EDN1 was the second most differentially expressed asthma gene in the human data set and very consistent expression patterns were found in all murine data sets. Also for the embryonic stage analyses (pseudoglandular vs canalicular), EDN1 was among the most highly differentially expressed genes. In general, embryonic stage results were very similar to the results using time as a continuous variable. EDN1 belong to a family of secreted peptides produced by vascular endothelial cells with multiple effects on cardiovascular, neural, pulmonary and renal physiology [104, 105]. EDN1 shows involvement in pulmonary hypertension, fibrosis, obstructive diseases and acute lung injury, and is also required for the normal development of several tissues. Mice lacking the Edn1 gene die of respiratory failure at birth and show severe craniofacial abnormalities, as well as cardiovascular defects [106, 107]. Transgenic mice with lung-specific over-expression of the human EDN1 gene develop, on the other hand, chronic lung inflammation and fibrosis [108]. Edn1 heterozygous knockout mice also show increased bronchial responsiveness and these result link EDN1 functionally to asthma and obstructive diseases [72]. To date, three studies report significant association between EDN1 and asthma [41, 109, 110]. Our data, as well as previous studies, point to an important role for EDN1 in normal lung development, which warrants further studies.
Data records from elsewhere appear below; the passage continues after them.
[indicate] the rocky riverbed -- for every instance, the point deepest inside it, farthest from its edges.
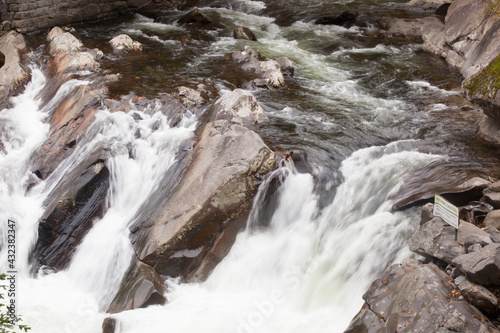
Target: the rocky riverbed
(221, 154)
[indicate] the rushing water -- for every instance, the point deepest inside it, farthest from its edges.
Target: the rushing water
(367, 115)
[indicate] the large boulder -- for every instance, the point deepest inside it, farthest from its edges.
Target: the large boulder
(63, 42)
(416, 27)
(68, 219)
(492, 195)
(243, 33)
(196, 19)
(436, 239)
(493, 219)
(477, 295)
(488, 130)
(482, 267)
(13, 73)
(141, 287)
(69, 55)
(188, 226)
(416, 297)
(345, 19)
(415, 192)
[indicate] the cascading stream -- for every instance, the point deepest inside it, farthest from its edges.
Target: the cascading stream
(359, 112)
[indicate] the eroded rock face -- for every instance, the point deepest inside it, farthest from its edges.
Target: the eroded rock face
(13, 73)
(459, 194)
(226, 166)
(269, 72)
(345, 19)
(415, 28)
(67, 220)
(436, 239)
(416, 297)
(124, 43)
(69, 55)
(482, 267)
(243, 33)
(142, 286)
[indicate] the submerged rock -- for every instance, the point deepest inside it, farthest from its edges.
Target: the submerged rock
(196, 19)
(416, 297)
(477, 295)
(493, 219)
(436, 239)
(492, 195)
(482, 267)
(345, 19)
(69, 55)
(110, 325)
(412, 194)
(68, 219)
(244, 33)
(269, 72)
(186, 238)
(123, 43)
(141, 287)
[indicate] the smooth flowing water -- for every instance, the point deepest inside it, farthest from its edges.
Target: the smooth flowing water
(368, 116)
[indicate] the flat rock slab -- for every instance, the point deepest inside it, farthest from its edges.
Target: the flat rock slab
(417, 297)
(216, 189)
(482, 267)
(12, 73)
(436, 239)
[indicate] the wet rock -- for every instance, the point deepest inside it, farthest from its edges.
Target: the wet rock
(68, 217)
(286, 66)
(346, 19)
(244, 33)
(457, 194)
(474, 248)
(227, 164)
(13, 73)
(269, 72)
(110, 325)
(427, 213)
(493, 219)
(477, 295)
(247, 54)
(436, 239)
(488, 130)
(475, 212)
(79, 61)
(141, 287)
(481, 240)
(416, 297)
(427, 5)
(416, 27)
(69, 124)
(196, 19)
(63, 42)
(123, 43)
(492, 195)
(190, 97)
(494, 234)
(68, 53)
(482, 267)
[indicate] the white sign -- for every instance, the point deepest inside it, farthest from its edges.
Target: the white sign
(446, 210)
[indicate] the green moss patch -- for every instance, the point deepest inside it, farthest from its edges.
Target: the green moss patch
(486, 82)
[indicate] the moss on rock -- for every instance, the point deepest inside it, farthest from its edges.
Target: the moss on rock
(485, 83)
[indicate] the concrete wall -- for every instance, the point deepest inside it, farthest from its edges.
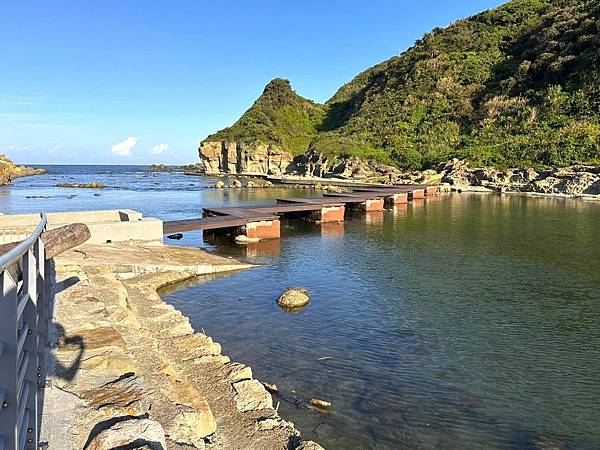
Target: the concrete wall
(105, 226)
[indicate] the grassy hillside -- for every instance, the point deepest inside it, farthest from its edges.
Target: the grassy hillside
(517, 85)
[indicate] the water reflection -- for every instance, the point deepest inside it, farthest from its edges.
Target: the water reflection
(468, 321)
(332, 229)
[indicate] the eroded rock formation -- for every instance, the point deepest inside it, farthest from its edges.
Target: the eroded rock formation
(222, 157)
(9, 171)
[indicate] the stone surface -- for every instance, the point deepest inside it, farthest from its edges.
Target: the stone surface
(309, 445)
(139, 431)
(10, 171)
(293, 298)
(224, 157)
(251, 395)
(120, 351)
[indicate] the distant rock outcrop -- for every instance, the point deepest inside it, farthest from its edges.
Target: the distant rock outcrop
(9, 171)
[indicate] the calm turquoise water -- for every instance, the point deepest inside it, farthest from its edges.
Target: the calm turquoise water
(466, 321)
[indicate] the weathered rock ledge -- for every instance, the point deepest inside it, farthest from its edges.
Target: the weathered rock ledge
(577, 180)
(9, 171)
(127, 367)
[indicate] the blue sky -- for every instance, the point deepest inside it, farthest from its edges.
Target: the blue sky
(135, 82)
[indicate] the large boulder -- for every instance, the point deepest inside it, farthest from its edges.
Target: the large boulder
(251, 395)
(293, 298)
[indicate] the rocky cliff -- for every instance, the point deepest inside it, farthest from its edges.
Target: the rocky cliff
(220, 157)
(514, 86)
(9, 171)
(571, 181)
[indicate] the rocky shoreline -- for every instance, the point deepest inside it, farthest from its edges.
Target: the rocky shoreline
(234, 159)
(10, 171)
(128, 370)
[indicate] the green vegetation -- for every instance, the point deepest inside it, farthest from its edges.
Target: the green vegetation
(279, 116)
(517, 85)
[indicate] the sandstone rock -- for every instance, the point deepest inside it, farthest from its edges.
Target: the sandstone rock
(238, 372)
(323, 404)
(309, 445)
(268, 424)
(122, 397)
(193, 420)
(251, 395)
(126, 433)
(190, 428)
(272, 388)
(93, 185)
(293, 298)
(9, 171)
(243, 239)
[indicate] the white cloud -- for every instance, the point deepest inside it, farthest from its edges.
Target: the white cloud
(123, 148)
(159, 149)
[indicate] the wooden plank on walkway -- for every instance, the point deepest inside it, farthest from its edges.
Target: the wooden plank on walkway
(205, 223)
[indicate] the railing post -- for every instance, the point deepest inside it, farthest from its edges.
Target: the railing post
(29, 359)
(23, 328)
(40, 257)
(8, 361)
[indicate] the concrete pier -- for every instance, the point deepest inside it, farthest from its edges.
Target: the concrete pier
(262, 221)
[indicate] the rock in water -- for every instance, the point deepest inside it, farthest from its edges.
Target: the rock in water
(309, 445)
(272, 388)
(293, 298)
(243, 239)
(125, 434)
(322, 404)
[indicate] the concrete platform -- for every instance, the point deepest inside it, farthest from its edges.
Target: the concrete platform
(107, 226)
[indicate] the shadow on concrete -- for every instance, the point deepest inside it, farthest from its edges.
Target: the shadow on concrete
(55, 336)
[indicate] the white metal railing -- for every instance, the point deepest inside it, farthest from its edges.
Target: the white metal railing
(23, 335)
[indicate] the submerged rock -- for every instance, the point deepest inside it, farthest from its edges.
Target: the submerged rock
(321, 404)
(93, 185)
(293, 298)
(243, 239)
(309, 445)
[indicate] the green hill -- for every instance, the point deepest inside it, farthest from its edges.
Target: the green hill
(279, 116)
(517, 85)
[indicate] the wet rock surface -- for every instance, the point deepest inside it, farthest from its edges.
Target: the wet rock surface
(293, 298)
(10, 171)
(136, 373)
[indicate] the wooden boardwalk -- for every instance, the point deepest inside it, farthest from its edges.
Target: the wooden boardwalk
(329, 208)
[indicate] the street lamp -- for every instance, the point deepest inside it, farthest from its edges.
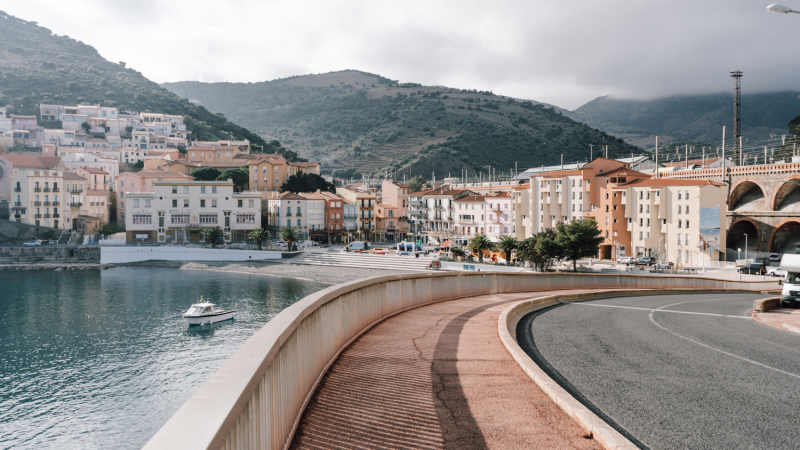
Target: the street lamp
(778, 8)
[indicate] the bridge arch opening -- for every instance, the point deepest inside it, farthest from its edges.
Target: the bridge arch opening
(786, 237)
(747, 196)
(736, 236)
(787, 197)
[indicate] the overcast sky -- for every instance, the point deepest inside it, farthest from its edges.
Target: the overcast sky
(564, 53)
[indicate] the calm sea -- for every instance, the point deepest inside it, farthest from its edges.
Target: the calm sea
(101, 359)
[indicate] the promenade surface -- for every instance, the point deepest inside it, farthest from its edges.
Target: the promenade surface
(435, 377)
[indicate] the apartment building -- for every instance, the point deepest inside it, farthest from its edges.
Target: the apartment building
(177, 211)
(469, 217)
(675, 220)
(287, 210)
(35, 200)
(97, 178)
(142, 181)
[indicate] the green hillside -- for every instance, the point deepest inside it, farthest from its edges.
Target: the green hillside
(37, 66)
(354, 121)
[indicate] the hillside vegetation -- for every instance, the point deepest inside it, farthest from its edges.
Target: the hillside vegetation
(690, 118)
(354, 121)
(37, 67)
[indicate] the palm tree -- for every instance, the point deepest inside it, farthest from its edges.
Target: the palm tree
(212, 235)
(480, 243)
(507, 245)
(291, 235)
(258, 235)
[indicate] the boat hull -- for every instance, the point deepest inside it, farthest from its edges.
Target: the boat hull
(203, 320)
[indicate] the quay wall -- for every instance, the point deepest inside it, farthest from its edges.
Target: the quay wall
(256, 399)
(123, 255)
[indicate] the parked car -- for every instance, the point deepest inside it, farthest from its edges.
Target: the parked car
(755, 269)
(776, 272)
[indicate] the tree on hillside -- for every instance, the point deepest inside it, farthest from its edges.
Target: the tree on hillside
(206, 174)
(258, 235)
(507, 245)
(480, 243)
(307, 182)
(238, 175)
(416, 183)
(579, 239)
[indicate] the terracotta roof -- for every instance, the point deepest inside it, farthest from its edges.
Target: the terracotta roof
(471, 198)
(623, 172)
(290, 196)
(39, 162)
(94, 170)
(653, 182)
(70, 175)
(557, 174)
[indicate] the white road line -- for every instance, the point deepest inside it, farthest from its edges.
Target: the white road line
(710, 347)
(664, 310)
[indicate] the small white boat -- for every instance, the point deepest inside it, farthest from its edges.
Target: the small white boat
(206, 313)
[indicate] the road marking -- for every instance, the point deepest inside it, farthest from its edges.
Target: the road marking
(710, 347)
(665, 310)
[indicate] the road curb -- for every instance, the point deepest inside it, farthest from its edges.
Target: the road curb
(601, 431)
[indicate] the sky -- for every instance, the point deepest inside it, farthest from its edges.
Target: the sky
(563, 53)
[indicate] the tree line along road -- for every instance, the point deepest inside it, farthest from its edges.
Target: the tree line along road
(675, 371)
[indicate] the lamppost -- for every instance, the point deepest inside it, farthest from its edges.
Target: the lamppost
(777, 8)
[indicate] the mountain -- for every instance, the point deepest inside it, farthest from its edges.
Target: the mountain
(693, 118)
(37, 66)
(358, 122)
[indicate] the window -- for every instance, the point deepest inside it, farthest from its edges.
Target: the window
(142, 219)
(180, 218)
(208, 218)
(245, 218)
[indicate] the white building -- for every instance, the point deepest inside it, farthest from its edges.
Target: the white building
(178, 211)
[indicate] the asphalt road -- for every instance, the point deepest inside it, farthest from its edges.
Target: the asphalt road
(714, 379)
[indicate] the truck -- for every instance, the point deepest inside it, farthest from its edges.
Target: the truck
(790, 296)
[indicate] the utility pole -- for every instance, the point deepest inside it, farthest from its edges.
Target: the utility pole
(737, 113)
(656, 157)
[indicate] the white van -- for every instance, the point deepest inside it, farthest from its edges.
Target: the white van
(791, 288)
(358, 246)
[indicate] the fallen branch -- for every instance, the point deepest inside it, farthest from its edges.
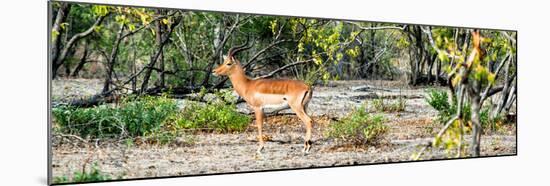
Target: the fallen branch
(283, 68)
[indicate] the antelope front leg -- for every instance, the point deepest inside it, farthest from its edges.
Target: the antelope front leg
(259, 122)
Our study has several limitations. Our 38 human lung tissue samples were restricted to the pseudoglandular and canalicular stages. Information about key exposures that could influence gene expression patterns, such as maternal smoking, residential area, and parental allergy is not available. Thirty-eight samples are a relatively small sample size for expression analyses due to human biological variation and fetal lung tissue during the later stages of gestation was not available. It is possible that some asthma genes are important for human lung development during the later stages of gestation, but we were not able to evaluate this with our current data set. To complement the human data, we analysed expression patterns from early gestational to postnatal stages of lung development in three different murine strains. We used this murine data to replicate, in silico, the human results in the early stages and to infer human gene expression pattern in the later stages of the developing lung. Also, the microarray platforms used in the included data sets do not entirely cover the human (and murine) transcriptome and important genes may have been missed (e.g. GPRA/NPSR1 [111] is not represented on the U133 Plus 2.0 microarray chip and could not be evaluated). Protein analyses could provide a better view to understand specific gene functions and the post-transcriptional regulation level, but such data was not available in our study. Our asthma gene list represents genes that met our predefined criteria for asthma association, and some genes genes may have been missed (e.g. those only captured by the search terms "family based study" AND "asthma"). Given the rapid rate at which novel asthma susceptibility loci are being discovered, some of the most recent asthma genes may have been missed. These may introduce a potential null bias in the analysis.

Conclusions

We have evaluated gene expression patterns of asthma susceptibility genes identified via a comprehensive literature search of candidate gene studies and GWAS published to date. We found strong and consistent evidence of differential expression of several asthma genes in the developing human and murine lung. Among genes identified in asthma GWAS, ROBO1, RORA, HLA-DQB1, IL2RB and PDE10A showed most consistent expression patterns and from asthma candidate genes, e.g. NOD1, EDN1, CCL5 and HLA-G were identified. Our analyses provide functional insight about asthma susceptibility genes during normal lung development, which improves our understanding about normal and pathological processes related to respiratory diseases in children and adults.